Kürt Açılımı ‘Siyonistlerin Oyunu' Mu?
[7 Eylül 2009 tarihli Star gazetesinde yayınlandı]
Geçen hafta araştırmacı yazar İsa Tatlıcan'ın “8 Sütun” haber sitesinde yayınlanan bir yorumu ilgimi çekti. Hükümetin Kürt açılımını olumlu değerlendirdiği anlaşılan Tatlıcan, “Milli Görüş Hareketi Kürt Açılımı'nda Numan Kurtulmuş'tan Farklı mı Düşünüyor?” başlıklı yazısında “Saadet Partisi'nin bir kesiminde” gördüğü tutuculuğu eleştiriyordu. Partinin yayın organı olan Milli Gazete'nin yazarları arasında açılımı “millî bağımsızlığımızı tehdit eden ABD ve AB kuşatması” olarak yorumlayanlar, “Kürt açılımı değil, emperyalist kumpas” diye başlık atanlar vardı. İşin başı da, elbette, Necmeddin Erbakan'ın “Kürt açılımı Siyonistlerin oyunu” şeklindeki sözleriydi. Bu söylemi tekrar etmeyen, aksine İçişleri Bakanı Beşir Atalay ile yaptığı görüşmede yapıcı bir tavır takınan genel başkan Numan Kurtulmuş ise, Tatlıcan'a göre partisindeki bu eğilimden çok daha “ileri bir noktada” idi.

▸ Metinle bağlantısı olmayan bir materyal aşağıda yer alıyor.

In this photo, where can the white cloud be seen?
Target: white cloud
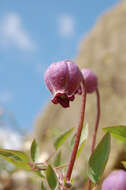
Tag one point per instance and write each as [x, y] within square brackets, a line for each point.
[66, 26]
[12, 32]
[5, 96]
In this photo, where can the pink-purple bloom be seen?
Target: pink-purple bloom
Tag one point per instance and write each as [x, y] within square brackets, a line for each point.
[91, 81]
[63, 79]
[115, 181]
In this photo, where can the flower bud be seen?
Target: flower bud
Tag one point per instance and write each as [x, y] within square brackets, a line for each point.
[115, 181]
[63, 79]
[91, 81]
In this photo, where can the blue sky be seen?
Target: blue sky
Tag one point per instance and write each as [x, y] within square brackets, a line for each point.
[34, 34]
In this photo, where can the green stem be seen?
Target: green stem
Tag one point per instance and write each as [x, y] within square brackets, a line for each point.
[95, 130]
[78, 134]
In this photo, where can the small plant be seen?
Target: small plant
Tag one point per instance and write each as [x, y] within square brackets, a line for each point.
[65, 81]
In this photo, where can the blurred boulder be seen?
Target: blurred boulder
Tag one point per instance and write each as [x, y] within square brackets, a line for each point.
[104, 52]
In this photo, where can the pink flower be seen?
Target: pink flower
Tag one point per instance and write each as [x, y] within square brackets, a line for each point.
[91, 81]
[115, 181]
[63, 79]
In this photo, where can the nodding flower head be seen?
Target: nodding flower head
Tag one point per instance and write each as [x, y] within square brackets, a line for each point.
[115, 181]
[91, 81]
[63, 79]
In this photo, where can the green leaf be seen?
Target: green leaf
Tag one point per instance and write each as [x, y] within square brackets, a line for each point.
[43, 186]
[51, 177]
[118, 131]
[34, 150]
[58, 159]
[60, 140]
[98, 159]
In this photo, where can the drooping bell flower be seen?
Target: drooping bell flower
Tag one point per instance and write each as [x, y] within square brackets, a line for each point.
[63, 79]
[91, 81]
[115, 181]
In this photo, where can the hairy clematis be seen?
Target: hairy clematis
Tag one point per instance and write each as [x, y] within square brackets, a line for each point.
[115, 181]
[91, 81]
[63, 79]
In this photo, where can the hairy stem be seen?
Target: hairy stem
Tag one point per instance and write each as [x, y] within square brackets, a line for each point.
[78, 134]
[95, 130]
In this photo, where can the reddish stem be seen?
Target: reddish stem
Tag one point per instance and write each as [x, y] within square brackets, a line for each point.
[78, 134]
[95, 130]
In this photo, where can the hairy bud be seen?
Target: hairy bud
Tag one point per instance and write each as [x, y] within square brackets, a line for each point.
[63, 79]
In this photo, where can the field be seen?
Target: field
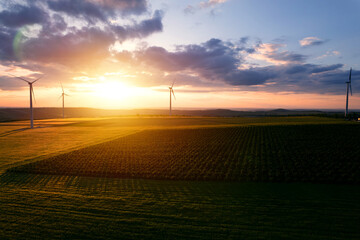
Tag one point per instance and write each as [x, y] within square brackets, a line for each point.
[252, 178]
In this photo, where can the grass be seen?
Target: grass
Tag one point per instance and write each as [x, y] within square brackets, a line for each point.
[64, 207]
[293, 153]
[79, 207]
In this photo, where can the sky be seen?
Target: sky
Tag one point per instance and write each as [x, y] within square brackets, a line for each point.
[124, 54]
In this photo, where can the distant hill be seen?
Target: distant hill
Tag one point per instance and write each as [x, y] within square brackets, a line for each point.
[12, 114]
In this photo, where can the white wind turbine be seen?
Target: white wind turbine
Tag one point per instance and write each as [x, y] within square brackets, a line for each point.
[31, 96]
[171, 91]
[63, 98]
[348, 86]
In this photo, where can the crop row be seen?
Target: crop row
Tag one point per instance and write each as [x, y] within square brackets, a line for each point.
[301, 153]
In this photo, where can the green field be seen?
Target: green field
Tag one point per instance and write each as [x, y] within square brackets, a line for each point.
[249, 178]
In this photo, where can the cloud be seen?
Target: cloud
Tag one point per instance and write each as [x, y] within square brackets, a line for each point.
[211, 3]
[191, 9]
[270, 52]
[329, 54]
[311, 41]
[212, 60]
[21, 15]
[63, 37]
[222, 64]
[93, 10]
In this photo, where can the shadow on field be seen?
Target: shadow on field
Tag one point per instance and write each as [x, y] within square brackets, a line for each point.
[13, 132]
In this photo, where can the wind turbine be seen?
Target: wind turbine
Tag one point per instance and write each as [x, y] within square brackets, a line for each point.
[348, 86]
[31, 96]
[63, 97]
[171, 91]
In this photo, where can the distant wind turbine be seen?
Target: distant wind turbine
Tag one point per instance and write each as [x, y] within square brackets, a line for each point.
[31, 96]
[348, 86]
[171, 91]
[63, 98]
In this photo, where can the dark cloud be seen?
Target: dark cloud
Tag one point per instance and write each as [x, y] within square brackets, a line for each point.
[214, 62]
[93, 10]
[88, 10]
[20, 15]
[142, 29]
[59, 43]
[311, 41]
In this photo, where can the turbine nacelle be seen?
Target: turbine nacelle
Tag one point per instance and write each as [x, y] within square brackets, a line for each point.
[32, 95]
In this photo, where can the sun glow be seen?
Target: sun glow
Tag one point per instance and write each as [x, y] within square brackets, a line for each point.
[114, 90]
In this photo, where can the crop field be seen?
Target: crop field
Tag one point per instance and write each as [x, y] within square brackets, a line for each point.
[295, 153]
[180, 178]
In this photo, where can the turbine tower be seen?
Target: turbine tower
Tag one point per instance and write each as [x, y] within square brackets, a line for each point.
[348, 86]
[31, 96]
[63, 98]
[171, 91]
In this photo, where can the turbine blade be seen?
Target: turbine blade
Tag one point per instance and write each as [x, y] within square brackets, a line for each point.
[173, 93]
[20, 78]
[37, 79]
[32, 89]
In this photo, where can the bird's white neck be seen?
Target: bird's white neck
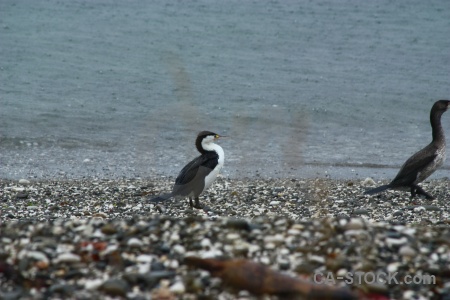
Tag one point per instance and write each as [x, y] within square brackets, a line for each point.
[209, 146]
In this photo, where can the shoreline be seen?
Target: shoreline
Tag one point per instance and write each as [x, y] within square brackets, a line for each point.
[297, 199]
[91, 239]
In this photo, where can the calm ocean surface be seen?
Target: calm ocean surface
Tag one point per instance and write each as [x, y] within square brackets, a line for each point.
[109, 89]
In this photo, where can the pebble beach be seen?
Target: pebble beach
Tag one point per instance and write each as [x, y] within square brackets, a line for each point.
[101, 239]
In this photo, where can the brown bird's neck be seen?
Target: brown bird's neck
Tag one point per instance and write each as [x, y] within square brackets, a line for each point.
[438, 131]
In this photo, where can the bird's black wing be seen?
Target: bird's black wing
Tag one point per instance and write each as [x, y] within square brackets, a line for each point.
[413, 166]
[191, 177]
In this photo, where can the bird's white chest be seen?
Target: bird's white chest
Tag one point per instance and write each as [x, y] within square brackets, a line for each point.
[209, 179]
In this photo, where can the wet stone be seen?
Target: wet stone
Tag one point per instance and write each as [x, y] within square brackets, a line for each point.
[115, 287]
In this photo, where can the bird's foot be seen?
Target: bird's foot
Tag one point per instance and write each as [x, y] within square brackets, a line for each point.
[198, 206]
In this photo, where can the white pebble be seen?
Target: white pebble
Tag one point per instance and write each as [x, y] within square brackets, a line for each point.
[232, 236]
[134, 242]
[24, 182]
[407, 251]
[178, 288]
[393, 267]
[144, 259]
[419, 209]
[368, 182]
[93, 284]
[67, 258]
[179, 249]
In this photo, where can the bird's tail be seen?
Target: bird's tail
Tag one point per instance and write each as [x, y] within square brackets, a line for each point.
[161, 198]
[377, 189]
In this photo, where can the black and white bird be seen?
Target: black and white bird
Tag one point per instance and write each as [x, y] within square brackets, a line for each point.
[198, 175]
[422, 164]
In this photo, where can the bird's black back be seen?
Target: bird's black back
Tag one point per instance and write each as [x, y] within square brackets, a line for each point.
[416, 164]
[192, 176]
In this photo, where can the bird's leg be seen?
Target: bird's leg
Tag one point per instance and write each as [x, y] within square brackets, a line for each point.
[197, 203]
[420, 191]
[413, 191]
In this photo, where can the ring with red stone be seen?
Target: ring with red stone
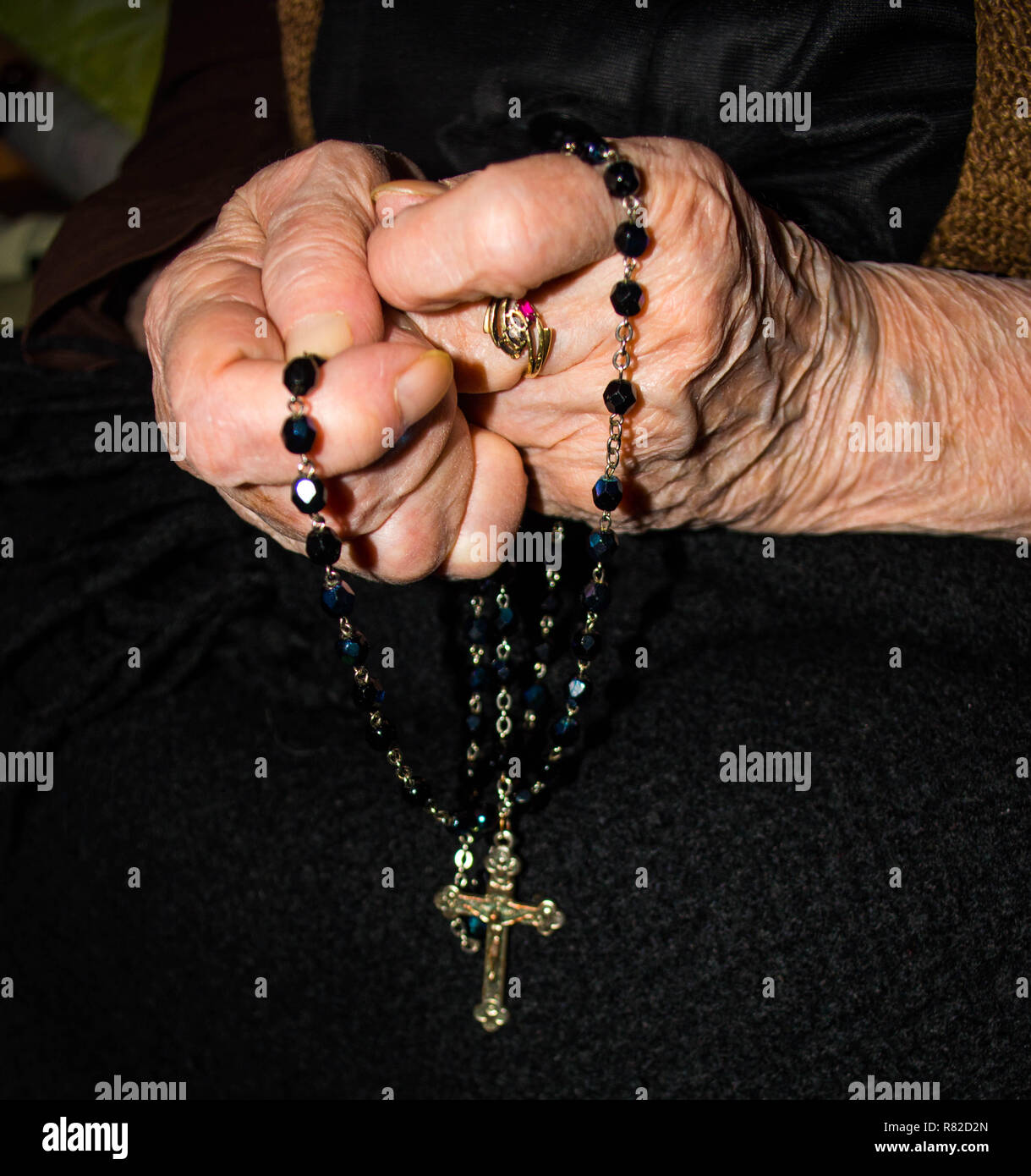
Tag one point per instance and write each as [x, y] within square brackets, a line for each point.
[518, 328]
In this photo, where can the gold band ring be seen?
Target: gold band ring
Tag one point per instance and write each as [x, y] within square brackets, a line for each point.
[518, 328]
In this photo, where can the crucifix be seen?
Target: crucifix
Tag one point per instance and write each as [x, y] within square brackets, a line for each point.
[497, 910]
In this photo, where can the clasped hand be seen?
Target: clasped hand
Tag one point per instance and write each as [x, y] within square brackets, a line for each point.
[754, 343]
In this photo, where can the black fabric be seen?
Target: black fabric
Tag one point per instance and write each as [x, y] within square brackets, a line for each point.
[890, 94]
[281, 877]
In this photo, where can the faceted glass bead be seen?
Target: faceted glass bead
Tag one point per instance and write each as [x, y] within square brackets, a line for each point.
[530, 801]
[551, 129]
[299, 434]
[337, 601]
[620, 397]
[632, 240]
[415, 793]
[461, 822]
[535, 696]
[308, 494]
[478, 629]
[564, 730]
[322, 546]
[602, 543]
[608, 493]
[584, 645]
[353, 651]
[622, 179]
[627, 298]
[596, 596]
[591, 150]
[557, 772]
[300, 374]
[383, 739]
[370, 695]
[579, 690]
[485, 819]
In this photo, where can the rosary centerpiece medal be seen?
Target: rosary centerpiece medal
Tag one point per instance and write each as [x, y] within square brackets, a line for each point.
[481, 920]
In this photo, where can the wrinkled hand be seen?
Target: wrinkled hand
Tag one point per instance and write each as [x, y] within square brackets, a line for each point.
[754, 347]
[288, 252]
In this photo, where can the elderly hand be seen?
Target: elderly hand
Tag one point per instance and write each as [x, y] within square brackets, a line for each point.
[760, 353]
[283, 273]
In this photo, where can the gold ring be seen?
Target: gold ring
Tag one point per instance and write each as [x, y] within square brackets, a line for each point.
[518, 328]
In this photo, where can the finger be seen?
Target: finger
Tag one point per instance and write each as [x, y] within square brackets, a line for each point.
[500, 233]
[315, 213]
[412, 533]
[497, 497]
[362, 404]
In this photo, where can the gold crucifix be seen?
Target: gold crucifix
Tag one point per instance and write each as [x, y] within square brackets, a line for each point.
[497, 911]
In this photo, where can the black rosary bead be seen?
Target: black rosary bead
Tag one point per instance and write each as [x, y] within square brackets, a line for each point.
[415, 793]
[383, 736]
[353, 651]
[300, 374]
[299, 434]
[596, 596]
[584, 645]
[461, 822]
[564, 730]
[485, 819]
[308, 494]
[618, 397]
[627, 298]
[551, 129]
[478, 629]
[557, 772]
[602, 543]
[551, 603]
[368, 695]
[535, 696]
[337, 601]
[579, 690]
[608, 493]
[622, 179]
[632, 240]
[322, 546]
[475, 928]
[528, 801]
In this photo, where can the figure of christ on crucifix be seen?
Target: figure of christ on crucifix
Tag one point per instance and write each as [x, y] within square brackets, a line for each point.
[497, 910]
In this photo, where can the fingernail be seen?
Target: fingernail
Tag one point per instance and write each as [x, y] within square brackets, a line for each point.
[320, 334]
[420, 387]
[409, 189]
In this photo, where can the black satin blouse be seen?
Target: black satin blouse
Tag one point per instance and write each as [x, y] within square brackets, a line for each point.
[889, 94]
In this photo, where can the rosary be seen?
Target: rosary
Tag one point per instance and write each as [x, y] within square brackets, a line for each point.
[481, 921]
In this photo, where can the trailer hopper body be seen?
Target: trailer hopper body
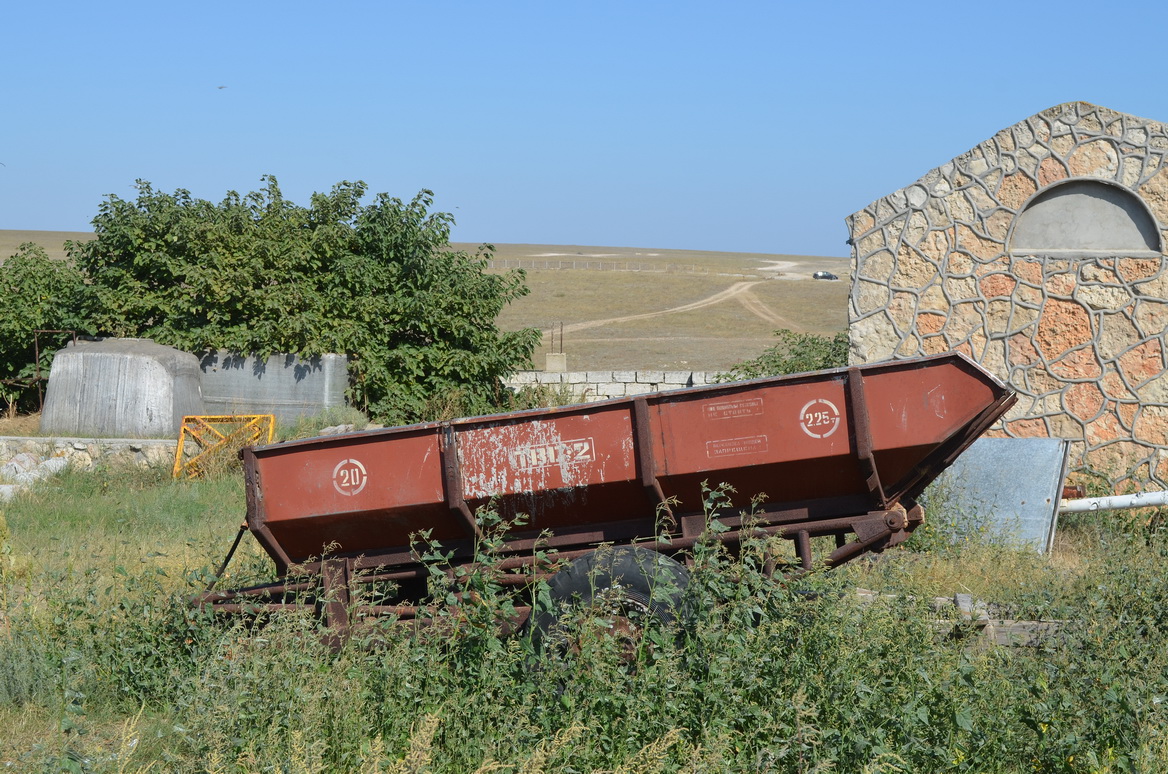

Numan Kurtulmuş'u bu açıdan ben de tebrik etmek isterim. Ancak partisinde yaygın olan tassubu biraz büyüteç altına almak lazım. Çünkü bu, sadece Milli Görüş'ün değil, son yüz yıl içinde ortaya çıkan pek çok İslami hareketin ufkunu daraltan kötü bir saplantı.
Problemin özünde, “dışarı”dan ve özellikle de Batı'dan gelen her türlü fikri peşinen reddetmek, dahası Müslümanları ifsad etmeye yönelik bir komplo olarak algılamak alışkanlığı yatıyor. Böyle düşünenlerin gözünde bir siyasi, felsefi ve hatta ekonomik kavramı itibardan düşürmek için onun “kökü dışarıda” olduğunu belirtmek yetiyor. “Böyle ithal şeylere ihtiyacımız yok” diye kestirip atıyorlar.
Yerli ve yabancı kaynaklar arasında “söylem benzerliği” bile, söz konusu zihniyetin sahipleri için alarm sinyallerini çalmaya yetiyor. Mesela “Kürt sorunun demokratikleşme çerçevesinde çözümü”nden söz ettiyseniz ve bu arada Washington'da yazılan bir raporda yahut Brüksel'de düzenlenen bir toplantıda aynı laf geçtiyse, kıyamet kopuyor.
Bu reddiyeciliği Müslümanlık adına gösterenler çok “İslami” bir iş yaptıklarını sanıyor, ama yanılıyorlar. İslam'ın temel kaynaklarında “yabancı kaynakları peşinen reddetme” diye bir ilke yoktur. Aksine ilk devirlerin Müslümanları, yayıldıkları coğrafyada karşılarına çıkan Bizans, Pers, Mısır, Hint, Yahudi veya Eski Yunan geleneklerini almış, yorumlamış ve bunlardan yararlanarak İslam düşüncesini zenginleştirmişlerdi. İslam medeniyeti bu açık fikirli ve “kozmopolitan” niteliği sayesinde Ortaçağ'da tüm dünyanın önüne geçti.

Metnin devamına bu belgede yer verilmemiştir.